Year: Title; Platform(s); Publisher; Notes; Ref
2006: Sprint Cars: Road to Knoxville; Microsoft Windows, Xbox 360, PlayStation 2; THQ
The Legend of Spyro: A New Beginning: Game Boy Advance; Vivendi Universal Games; Developed with Krome Studios
2007: The Legend of Spyro: The Eternal Night; PlayStation 2, Wii
2008: Hellboy: The Science of Evil; PlayStation Portable; Konami
Sprint Cars 2: Showdown at Eldora: PlayStation 2; THQ
2009: Short Track Racing: Trading Paint
2010: Rugby League Live; Microsoft Windows, PlayStation 3, Xbox 360; Tru Blu Entertainment
World of Outlaws: Sprint Cars: PlayStation 3, Xbox 360; THQ
Truth or Lies: PlayStation 3, Wii, Xbox 360
2011: AFL Live; Microsoft Windows, PlayStation 3, Xbox 360; Tru Blu Entertainment
Pirate Blast: Wii; Zoo Games
2012: Rugby League Live 2; iOS, PlayStation 3, Xbox 360; Tru Blu Entertainment
Jetpack Joyride: PlayStation 3, PlayStation Vita; Big Ant Studios; Port
2013: Fruit Ninja; PlayStation Vita
2014: Don Bradman Cricket 14; Microsoft Windows, PlayStation 3, PlayStation 4, Xbox 360, Xbox One; Tru Blu Entertainment
Jetpack Joyride Deluxe: PlayStation 3, PlayStation Vita; Big Ant Studios; Port
2015: Rugby League Live 3; Microsoft Windows, PlayStation 3, PlayStation 4, Xbox 360, Xbox One; Tru Blu Entertainment
TableTop Cricket: Microsoft Windows, Xbox 360, PlayStation 3; Big Ant Studios
2016: Big Bash Cricket; Android, iOS; Cricket Australia
Casey Powell Lacrosse 16: Microsoft Windows, PlayStation 4, Xbox One; Big Ant Studios
Don Bradman Cricket 17: PlayStation 4, Xbox One; Tru Blu Entertainment
Jetpack Joyride: PlayStation 4; Big Ant Studios; Port
Masquerade: The Baubles of Doom: Microsoft Windows, PlayStation 3, PlayStation 4, Xbox 360, Xbox One
2017: Ashes Cricket; PlayStation 4, Xbox One
Rugby League Live 4: Microsoft Windows, PlayStation 4, Xbox One; Tru Blu Entertainment
2018: AO International Tennis; Big Ant Studios
AO Tennis: Android, iOS, PlayStation 4, Xbox One
Big Bash Boom: Microsoft Windows, Nintendo Switch, PlayStation 4, Xbox One
Casey Powell Lacrosse 18: Microsoft Windows, PlayStation 4, Xbox One
2019: Cricket 19; Microsoft Windows, Nintendo Switch, PlayStation 4, Xbox One
2020: AO Tennis 2; Amazon Luna, Microsoft Windows, Nintendo Switch, PlayStation 4, Xbox One; Nacon
Tennis World Tour 2
2021: The Hundred Mobile; Android, iOS
Cricket 22: Microsoft Windows, Nintendo Switch, PlayStation 4, PlayStation 5, Xbox One, Xbox Series X/S; The Nintendo Switch release was delayed to April 2022
2023: AFL 23; Microsoft Windows, PlayStation 4, PlayStation 5, Xbox One, Xbox Series X/S
Cricket 24: Microsoft Windows, Nintendo Switch, PlayStation 4, PlayStation 5, Xbox One, Xbox Series X/S
2024: Tiebreak: Official game of the ATP and WTA; Microsoft Windows, PlayStation 4, PlayStation 5, Xbox One, Xbox Series X/S
2025: Rugby 25; PlayStation 4, PlayStation 5, Xbox One, Xbox Series X/S, Microsoft Windows
AFL 26: PlayStation 4, PlayStation 5, Xbox One, Xbox Series X/S, Nintendo Switch 2, Microsoft Windows; The Nintendo Switch 2 version was released on March 31, 2026.

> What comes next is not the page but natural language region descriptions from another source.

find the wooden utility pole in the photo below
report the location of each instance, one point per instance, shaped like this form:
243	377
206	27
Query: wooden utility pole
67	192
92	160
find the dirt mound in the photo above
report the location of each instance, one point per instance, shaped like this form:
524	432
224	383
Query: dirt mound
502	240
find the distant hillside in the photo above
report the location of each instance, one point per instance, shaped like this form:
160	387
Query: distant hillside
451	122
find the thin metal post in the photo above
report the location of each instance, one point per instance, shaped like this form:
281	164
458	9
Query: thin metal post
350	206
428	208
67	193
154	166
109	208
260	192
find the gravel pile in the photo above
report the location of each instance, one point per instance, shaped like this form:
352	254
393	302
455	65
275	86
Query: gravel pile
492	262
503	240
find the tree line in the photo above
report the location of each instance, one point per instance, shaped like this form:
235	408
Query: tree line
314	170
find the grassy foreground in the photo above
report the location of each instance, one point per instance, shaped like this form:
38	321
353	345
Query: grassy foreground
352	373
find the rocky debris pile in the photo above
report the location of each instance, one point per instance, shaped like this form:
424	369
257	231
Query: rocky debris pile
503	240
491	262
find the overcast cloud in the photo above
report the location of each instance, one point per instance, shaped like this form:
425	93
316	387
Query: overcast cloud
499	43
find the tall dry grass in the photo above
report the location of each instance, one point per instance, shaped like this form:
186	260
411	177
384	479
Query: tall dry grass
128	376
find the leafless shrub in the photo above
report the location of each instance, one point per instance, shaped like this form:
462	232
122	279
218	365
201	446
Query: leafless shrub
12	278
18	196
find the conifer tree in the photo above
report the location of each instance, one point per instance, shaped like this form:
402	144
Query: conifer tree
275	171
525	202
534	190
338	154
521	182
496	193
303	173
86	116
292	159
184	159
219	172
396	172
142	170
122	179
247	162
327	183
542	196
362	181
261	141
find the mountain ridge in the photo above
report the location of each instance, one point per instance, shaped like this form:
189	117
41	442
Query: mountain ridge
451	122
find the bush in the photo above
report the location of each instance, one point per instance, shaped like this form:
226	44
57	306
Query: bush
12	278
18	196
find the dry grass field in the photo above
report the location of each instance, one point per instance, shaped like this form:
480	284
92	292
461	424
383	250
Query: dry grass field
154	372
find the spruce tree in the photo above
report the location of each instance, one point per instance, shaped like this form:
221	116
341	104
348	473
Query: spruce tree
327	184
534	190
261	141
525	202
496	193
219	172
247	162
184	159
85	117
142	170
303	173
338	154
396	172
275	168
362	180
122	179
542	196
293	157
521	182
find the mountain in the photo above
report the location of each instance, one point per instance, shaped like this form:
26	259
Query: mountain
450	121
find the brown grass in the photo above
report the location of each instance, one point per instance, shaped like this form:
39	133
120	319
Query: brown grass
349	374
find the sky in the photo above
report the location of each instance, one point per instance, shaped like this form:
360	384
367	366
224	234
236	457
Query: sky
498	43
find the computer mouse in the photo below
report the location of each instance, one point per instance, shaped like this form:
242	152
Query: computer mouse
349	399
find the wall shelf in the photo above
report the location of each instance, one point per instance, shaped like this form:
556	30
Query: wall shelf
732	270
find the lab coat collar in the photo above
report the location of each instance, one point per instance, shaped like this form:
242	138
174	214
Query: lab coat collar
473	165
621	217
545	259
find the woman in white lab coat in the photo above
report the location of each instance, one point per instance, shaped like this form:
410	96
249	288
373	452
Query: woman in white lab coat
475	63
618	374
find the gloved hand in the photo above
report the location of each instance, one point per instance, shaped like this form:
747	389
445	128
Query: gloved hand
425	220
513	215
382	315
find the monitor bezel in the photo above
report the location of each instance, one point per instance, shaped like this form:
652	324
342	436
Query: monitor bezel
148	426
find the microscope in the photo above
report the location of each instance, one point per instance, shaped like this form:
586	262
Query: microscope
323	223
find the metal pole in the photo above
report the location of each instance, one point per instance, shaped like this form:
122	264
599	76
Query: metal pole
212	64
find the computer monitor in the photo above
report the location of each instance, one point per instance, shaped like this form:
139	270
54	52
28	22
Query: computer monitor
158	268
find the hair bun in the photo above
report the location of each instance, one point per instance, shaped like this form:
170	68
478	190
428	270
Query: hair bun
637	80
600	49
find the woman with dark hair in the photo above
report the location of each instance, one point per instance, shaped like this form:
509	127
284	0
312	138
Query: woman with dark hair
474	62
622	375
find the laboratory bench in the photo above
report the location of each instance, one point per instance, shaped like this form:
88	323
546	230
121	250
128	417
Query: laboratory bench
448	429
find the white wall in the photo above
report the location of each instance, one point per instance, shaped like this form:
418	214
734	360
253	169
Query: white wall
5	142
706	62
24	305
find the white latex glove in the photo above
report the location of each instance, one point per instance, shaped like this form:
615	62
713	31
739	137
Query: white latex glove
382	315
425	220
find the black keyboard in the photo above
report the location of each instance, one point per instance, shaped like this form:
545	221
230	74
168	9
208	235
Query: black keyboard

TIEBREAK+: Nintendo Switch
Rugby League 26: PlayStation 4, PlayStation 5, Xbox One, Xbox Series X/S, Microsoft Windows
Cricket 26: PlayStation 4, PlayStation 5, Xbox One, Xbox Series X/S, Microsoft Windows

== Advocacy ==
Symons opined in a 2016 Australian Financial Review piece that interns should be properly compensated for their work. Big Ant Studios joined the Interactive Games and Entertainment Association (IGEA) in December 2015. Symons made a presentation on the games industry challenges and opportunities to the Australian government's new Parliamentary Friends of Video Games group. In 2021 Symons was added to the IGEA's board of directors.

Big Ant Studios sponsors the women's team at the Carlton Football Club.